Shah, R.D. and Samworth, R.J., 2013. Variable selection with error control: another look at stability selection. Journal of the Royal Statistical Society: Series B (Statistical Methodology),

75(1), pp.55-80.
Attributes:
stability_scores_ : array, shape = [n_features, n_alphas]

Array of stability scores for each feature for each value of the penalization parameter.

fit(X, y)[source]

Fit the stability selection model on the given data.

Parameters:
X : {array-like, sparse matrix}, shape = [n_samples, n_features]

The training input samples.

y : array-like, shape = [n_samples]

The target values.

get_support(indices=False, threshold=None)[source]

Get a mask, or integer index, of the features selected

Parameters:
indices : boolean (default False)

If True, the return value will be an array of integers, rather than a boolean mask.

threshold: float.

Threshold defining the minimum cutoff value for the stability scores.

Returns:
support : array

An index that selects the retained features from a feature vector. If indices is False, this is a boolean array of shape [# input features], in which an element is True iff its corresponding feature is selected for retention. If indices is True, this is an integer array of shape [# output features] whose values are indices into the input feature vector.

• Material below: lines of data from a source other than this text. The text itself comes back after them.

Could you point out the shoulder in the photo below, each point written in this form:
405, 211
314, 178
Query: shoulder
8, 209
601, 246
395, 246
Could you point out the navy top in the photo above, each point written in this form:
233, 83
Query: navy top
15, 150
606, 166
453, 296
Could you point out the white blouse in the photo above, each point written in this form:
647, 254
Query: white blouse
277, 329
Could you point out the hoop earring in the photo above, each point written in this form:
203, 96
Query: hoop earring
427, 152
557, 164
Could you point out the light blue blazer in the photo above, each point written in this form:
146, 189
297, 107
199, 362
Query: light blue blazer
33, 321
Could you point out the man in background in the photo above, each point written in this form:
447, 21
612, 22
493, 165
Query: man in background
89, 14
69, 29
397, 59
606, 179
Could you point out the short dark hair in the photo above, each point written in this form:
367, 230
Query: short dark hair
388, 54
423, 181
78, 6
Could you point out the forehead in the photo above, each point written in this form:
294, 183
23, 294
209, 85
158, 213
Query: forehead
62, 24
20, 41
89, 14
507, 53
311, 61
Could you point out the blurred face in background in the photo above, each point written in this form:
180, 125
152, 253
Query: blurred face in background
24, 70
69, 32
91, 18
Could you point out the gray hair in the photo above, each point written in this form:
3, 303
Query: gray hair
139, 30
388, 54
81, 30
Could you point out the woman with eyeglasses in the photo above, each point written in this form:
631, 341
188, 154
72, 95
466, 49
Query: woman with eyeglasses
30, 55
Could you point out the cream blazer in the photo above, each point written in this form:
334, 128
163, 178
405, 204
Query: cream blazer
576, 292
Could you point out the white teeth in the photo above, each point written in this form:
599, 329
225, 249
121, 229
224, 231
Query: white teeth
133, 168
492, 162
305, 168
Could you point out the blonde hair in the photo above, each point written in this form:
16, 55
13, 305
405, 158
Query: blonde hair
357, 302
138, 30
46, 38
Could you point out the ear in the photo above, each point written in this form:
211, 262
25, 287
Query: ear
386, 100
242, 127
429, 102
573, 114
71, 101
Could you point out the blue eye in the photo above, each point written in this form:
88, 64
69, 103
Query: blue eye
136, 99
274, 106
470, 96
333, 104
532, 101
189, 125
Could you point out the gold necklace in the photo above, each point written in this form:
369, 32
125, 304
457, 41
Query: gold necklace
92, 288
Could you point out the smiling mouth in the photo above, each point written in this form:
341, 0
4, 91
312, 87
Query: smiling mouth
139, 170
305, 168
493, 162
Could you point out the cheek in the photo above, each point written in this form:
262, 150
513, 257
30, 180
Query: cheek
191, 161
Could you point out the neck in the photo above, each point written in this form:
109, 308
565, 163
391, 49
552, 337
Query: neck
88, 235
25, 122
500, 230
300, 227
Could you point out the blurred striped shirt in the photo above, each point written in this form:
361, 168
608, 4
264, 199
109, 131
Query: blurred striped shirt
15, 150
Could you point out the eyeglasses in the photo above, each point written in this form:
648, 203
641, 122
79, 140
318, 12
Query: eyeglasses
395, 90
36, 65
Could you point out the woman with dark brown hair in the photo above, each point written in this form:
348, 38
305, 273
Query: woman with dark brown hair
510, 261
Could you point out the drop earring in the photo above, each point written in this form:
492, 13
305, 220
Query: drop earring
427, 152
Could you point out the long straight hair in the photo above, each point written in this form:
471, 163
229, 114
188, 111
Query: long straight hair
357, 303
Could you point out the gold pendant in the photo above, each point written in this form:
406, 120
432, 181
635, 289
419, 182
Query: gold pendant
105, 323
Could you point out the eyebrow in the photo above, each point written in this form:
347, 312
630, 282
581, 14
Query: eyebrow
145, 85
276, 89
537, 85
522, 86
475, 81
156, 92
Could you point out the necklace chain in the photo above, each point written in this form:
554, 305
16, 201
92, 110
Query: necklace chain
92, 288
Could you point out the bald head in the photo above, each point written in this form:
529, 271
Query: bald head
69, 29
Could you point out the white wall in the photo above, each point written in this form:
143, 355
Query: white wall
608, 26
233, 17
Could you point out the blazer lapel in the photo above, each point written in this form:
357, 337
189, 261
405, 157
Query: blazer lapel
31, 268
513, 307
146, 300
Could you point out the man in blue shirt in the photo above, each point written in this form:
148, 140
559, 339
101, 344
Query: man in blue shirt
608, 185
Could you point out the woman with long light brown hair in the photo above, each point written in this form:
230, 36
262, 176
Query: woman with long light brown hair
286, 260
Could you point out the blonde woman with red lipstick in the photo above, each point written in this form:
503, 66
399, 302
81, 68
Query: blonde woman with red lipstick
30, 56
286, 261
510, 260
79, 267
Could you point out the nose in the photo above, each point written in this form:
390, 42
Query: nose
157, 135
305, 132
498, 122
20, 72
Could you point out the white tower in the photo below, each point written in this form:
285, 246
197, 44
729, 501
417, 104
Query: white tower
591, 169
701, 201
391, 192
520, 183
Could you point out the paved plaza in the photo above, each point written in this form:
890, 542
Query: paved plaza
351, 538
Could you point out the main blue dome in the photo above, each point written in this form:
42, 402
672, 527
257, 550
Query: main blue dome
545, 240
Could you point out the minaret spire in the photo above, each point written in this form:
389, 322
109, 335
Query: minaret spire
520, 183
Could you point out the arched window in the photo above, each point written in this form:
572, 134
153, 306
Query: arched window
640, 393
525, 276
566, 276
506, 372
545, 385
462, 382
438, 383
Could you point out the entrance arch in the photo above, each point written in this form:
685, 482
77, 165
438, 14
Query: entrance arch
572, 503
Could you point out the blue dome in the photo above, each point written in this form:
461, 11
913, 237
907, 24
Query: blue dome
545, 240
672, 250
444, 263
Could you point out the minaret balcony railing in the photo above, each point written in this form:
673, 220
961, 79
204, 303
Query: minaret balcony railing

transform(X, threshold=None)[source]

Reduce X to the selected features.

Parameters:
X : array of shape [n_samples, n_features]

The input samples.

threshold: float.

Threshold defining the minimum cutoff value for the stability scores.

Returns:
X_r : array of shape [n_samples, n_selected_features]

The input samples with only the selected features.

stability_selection.stability_selection.plot_stability_path(stability_selection, threshold_highlight=None, **kwargs)[source]

Plots stability path.

Parameters:
stability_selection : StabilitySelection

Fitted instance of StabilitySelection.

threshold_highlight : float

Threshold defining the cutoff for the stability scores for the variables that need to be highlighted.

kwargs : dict

Arguments passed to matplotlib plot function.